You reach Deulti by driving from Kolkata along the Vidyasagar Setu, or the 2nd Hooghly Bridge. It is on the Kona Highway which is en route to NH 6. You drive past Uluberia. Kolaghat, a place known for excellent hilsa fish is nearby. The village of Deulti lies at a short distance from the Deulti railway station.
Deulti is located on the banks of the River Roopnarayan. The adjacent village called Samtaber was the house of the late author. There are various resorts to spend the weekend in we had researched from before, so you can take your pick from Nirala, Prantik, Rupashi. Or make a day trip for there are various plazas along Kolaghat, which offer multi-cuisine. The serene village on nature’s laps is abloom with a variety of flowers in winter and is a riot of colours amid various shades of green. A panoramic view of the natural surroundings, the lilting calls of the different kinds of birds early in the morning almost lift you spiritually that only nature can! Crisscrossing emerald paddy fields, can take you to the banks of the river. There is a beautiful temple of Radha and Madangopal (Krishna), beautified with terracotta decoration and the atchala or eight-roofed temple was constructed in 1651 AD by the local zamindar, called Mukundaprasad Roychoudhury.
There are specific timings at which the author’s house is open to the public. The restored house incorporates some Burmese house styles because it was there that the prolific writer, Sarat Chandra Chatttopadhyay had spent much of his influential years. However, this particular kuthi or house is held in great respect by his fans because the above mentioned works and more were penned here. Deulti brings heritage and culture together in an idyll setting.

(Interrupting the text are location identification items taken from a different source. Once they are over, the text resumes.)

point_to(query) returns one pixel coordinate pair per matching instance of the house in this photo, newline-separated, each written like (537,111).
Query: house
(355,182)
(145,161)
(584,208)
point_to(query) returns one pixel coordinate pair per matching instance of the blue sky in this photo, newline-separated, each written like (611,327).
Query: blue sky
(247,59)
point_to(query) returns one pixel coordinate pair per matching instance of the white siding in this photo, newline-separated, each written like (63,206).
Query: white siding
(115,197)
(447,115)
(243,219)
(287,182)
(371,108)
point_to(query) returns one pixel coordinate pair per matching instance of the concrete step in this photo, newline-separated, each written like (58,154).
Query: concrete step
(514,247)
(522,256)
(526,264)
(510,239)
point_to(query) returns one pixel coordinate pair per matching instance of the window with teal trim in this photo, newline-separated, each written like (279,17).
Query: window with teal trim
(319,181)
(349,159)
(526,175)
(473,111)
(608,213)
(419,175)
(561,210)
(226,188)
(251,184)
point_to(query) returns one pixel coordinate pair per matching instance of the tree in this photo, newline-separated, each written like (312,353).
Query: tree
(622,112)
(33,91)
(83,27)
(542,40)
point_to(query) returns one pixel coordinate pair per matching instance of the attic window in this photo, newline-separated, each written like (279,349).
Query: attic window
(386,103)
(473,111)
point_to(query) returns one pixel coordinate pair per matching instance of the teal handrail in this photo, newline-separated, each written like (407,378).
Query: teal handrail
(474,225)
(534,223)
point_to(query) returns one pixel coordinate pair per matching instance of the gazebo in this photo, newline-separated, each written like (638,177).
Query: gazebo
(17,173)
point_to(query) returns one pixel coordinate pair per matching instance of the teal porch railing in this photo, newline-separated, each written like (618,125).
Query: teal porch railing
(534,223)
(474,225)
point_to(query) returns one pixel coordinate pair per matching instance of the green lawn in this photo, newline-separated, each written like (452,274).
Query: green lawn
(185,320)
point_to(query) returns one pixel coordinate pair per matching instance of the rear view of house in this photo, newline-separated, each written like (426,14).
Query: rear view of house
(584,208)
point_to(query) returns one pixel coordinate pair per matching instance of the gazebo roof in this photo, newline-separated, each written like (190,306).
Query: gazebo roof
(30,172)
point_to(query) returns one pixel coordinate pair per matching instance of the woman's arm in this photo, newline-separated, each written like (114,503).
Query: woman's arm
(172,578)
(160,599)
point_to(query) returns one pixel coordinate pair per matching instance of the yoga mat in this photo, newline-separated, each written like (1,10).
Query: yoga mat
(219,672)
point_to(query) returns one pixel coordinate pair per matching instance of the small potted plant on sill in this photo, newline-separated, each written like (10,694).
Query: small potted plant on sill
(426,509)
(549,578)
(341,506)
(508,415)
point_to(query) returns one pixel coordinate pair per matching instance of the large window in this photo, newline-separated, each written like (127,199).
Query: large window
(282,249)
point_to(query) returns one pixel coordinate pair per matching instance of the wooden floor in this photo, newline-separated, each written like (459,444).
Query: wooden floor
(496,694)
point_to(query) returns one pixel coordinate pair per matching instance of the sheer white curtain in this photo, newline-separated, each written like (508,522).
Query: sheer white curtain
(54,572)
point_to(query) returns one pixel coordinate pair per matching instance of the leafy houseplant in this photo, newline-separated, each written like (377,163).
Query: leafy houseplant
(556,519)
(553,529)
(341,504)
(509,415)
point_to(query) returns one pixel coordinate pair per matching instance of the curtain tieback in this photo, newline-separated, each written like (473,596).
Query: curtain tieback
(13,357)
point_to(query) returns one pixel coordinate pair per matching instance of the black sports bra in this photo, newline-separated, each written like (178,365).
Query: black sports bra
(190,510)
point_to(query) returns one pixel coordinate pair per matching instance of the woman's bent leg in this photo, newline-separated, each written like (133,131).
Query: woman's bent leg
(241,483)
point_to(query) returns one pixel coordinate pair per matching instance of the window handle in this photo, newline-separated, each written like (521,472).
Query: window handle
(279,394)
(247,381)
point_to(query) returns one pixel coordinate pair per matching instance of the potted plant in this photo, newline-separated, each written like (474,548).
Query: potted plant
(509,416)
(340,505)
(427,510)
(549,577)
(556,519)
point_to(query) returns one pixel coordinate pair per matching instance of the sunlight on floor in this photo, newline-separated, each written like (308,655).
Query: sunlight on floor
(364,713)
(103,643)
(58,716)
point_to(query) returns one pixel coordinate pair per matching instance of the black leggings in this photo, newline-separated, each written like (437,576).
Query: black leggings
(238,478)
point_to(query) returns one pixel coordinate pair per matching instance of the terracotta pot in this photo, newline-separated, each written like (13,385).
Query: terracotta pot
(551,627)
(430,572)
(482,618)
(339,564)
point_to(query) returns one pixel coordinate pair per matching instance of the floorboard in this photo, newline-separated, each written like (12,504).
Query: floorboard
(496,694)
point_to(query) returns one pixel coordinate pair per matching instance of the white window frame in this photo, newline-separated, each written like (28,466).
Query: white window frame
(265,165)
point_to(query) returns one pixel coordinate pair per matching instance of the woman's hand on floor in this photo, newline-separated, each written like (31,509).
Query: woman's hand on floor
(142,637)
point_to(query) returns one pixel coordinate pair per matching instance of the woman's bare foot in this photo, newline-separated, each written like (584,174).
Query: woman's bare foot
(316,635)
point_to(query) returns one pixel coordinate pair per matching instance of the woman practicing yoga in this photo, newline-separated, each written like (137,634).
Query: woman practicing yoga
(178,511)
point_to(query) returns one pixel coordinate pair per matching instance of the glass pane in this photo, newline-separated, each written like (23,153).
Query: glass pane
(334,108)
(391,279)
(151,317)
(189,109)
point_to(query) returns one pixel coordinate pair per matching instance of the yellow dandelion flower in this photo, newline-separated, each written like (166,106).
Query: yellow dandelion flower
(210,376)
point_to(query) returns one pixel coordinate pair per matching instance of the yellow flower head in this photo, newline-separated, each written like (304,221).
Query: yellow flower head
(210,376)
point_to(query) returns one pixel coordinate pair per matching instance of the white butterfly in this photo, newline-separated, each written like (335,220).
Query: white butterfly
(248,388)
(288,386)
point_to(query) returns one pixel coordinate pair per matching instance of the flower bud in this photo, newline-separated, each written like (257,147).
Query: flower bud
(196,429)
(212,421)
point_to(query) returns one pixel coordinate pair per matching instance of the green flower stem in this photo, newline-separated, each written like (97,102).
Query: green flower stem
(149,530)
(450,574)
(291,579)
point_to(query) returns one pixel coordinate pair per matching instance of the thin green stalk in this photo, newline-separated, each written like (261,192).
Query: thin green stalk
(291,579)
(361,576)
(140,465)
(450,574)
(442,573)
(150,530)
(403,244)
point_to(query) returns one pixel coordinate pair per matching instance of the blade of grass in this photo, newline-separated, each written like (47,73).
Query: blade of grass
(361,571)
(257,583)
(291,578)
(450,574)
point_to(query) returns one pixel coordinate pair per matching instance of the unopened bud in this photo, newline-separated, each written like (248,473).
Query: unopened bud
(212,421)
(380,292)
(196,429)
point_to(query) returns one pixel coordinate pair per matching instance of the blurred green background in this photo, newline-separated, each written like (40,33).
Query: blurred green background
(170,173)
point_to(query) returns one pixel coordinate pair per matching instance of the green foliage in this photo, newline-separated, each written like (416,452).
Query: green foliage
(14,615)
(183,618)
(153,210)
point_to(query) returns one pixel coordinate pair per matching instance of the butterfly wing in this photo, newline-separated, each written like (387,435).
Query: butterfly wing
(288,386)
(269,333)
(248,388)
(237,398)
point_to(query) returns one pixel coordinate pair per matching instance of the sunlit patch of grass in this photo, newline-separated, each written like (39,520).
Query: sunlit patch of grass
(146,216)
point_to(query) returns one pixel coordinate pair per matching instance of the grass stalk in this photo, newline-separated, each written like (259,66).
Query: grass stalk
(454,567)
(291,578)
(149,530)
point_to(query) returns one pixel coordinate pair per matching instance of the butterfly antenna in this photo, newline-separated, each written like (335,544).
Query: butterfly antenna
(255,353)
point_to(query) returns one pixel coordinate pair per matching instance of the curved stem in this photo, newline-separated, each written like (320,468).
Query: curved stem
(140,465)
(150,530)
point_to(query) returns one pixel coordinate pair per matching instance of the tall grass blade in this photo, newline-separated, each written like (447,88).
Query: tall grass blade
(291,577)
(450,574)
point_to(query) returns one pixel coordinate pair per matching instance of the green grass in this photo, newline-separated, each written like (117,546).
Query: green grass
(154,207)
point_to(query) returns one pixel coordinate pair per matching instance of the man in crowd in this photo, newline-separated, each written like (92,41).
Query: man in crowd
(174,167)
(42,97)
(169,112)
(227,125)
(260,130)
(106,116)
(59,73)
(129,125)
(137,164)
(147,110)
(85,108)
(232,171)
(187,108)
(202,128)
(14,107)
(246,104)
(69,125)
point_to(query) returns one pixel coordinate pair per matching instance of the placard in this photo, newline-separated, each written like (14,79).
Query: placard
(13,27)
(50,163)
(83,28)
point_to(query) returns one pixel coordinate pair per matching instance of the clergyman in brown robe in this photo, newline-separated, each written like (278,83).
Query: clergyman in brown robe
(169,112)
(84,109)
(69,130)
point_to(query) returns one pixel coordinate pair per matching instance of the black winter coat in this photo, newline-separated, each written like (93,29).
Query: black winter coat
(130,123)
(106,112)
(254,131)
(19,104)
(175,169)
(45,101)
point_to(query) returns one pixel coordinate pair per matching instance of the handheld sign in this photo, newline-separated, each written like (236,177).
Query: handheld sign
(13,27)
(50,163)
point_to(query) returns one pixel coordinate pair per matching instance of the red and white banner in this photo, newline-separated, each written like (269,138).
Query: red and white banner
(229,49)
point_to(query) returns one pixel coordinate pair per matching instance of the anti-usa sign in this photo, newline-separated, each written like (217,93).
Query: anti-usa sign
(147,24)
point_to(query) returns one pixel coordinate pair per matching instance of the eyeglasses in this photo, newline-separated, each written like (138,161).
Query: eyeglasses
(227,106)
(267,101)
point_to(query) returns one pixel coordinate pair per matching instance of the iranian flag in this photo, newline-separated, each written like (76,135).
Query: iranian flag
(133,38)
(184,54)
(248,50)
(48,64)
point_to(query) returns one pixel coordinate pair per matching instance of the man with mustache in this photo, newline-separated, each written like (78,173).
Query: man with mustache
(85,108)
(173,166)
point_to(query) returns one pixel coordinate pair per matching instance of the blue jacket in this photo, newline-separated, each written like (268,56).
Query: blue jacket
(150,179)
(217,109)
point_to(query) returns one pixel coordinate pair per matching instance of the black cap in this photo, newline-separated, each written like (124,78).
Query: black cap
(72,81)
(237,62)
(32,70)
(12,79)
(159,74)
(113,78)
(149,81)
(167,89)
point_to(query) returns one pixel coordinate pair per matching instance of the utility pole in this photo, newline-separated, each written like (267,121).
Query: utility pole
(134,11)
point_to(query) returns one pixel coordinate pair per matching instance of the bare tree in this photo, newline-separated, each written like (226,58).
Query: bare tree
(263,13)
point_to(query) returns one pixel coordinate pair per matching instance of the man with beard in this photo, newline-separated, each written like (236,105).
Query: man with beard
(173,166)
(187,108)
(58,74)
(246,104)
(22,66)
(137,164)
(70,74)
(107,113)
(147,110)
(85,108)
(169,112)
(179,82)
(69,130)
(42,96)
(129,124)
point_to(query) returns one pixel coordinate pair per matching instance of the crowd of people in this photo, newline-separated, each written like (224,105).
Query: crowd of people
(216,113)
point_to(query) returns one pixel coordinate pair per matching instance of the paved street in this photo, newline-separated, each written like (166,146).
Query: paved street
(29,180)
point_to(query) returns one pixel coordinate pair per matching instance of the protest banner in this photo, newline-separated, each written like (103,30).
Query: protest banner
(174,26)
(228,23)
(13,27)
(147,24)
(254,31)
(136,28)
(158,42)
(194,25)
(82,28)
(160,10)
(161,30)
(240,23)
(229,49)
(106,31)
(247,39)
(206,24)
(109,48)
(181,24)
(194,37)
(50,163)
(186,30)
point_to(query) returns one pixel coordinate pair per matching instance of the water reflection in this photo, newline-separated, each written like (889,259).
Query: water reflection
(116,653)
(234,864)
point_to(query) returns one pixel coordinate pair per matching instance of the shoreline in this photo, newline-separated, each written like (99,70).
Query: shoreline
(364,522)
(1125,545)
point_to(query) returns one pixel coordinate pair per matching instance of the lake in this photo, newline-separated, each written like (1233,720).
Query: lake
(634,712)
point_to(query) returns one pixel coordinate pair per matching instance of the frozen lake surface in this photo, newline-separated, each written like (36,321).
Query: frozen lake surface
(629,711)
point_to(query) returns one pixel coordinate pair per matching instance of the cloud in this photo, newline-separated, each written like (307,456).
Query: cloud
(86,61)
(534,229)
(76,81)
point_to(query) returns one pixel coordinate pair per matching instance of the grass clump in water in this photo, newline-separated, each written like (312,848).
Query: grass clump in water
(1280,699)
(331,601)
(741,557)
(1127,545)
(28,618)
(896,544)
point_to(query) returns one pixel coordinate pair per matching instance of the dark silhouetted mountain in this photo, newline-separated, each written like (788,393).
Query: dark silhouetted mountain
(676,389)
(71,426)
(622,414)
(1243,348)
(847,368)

Jhilmil – the Ecology Resort
Imagine waking up in a tree house to the chirping of birds, a stillness that comes with time halting for there is nowhere you have to go, or no deadline you have to meet. For that you have to travel to Jhilmil forest in the district of Bankura.
But first, a few words about the district of Bankura, located in the south-western parts of state, has a history. Known for its stylized Bankura horse, the region can be traced back to the Mahabharat, when it was known as Sumhobhumi. It is said that Veer Hambir was the 49th king of the Malla dynasty and Veer Bankura was one of his two sons. Whatever, maybe the past, today the Cottage Tree House – Rimil – amid the lush green tribal villages, yet with all modern amenities.
Rimil Eco Tourism Center is a government guest house with all its amenities, clean bathrooms and simple yet tasty meals. It is located in Jhilmil forest range. By train it takes about three-and-half-hours to reach Jhilmil area. By road double that time. Once there the green foliage, season birds and river, literally means sparkle in Bengali. The road from Ranibandh to Jhilmil has dense forests on either side, the micaceous soil flickers with sun beams at daytime.
Till we travel long distance or overseas, this is a good enough time to discover some gems in our backyard. All within the state, all it takes is some quick planning to book beforehand, comfortable transport and a weekend with friends or family to enjoy the simple pleasures of life.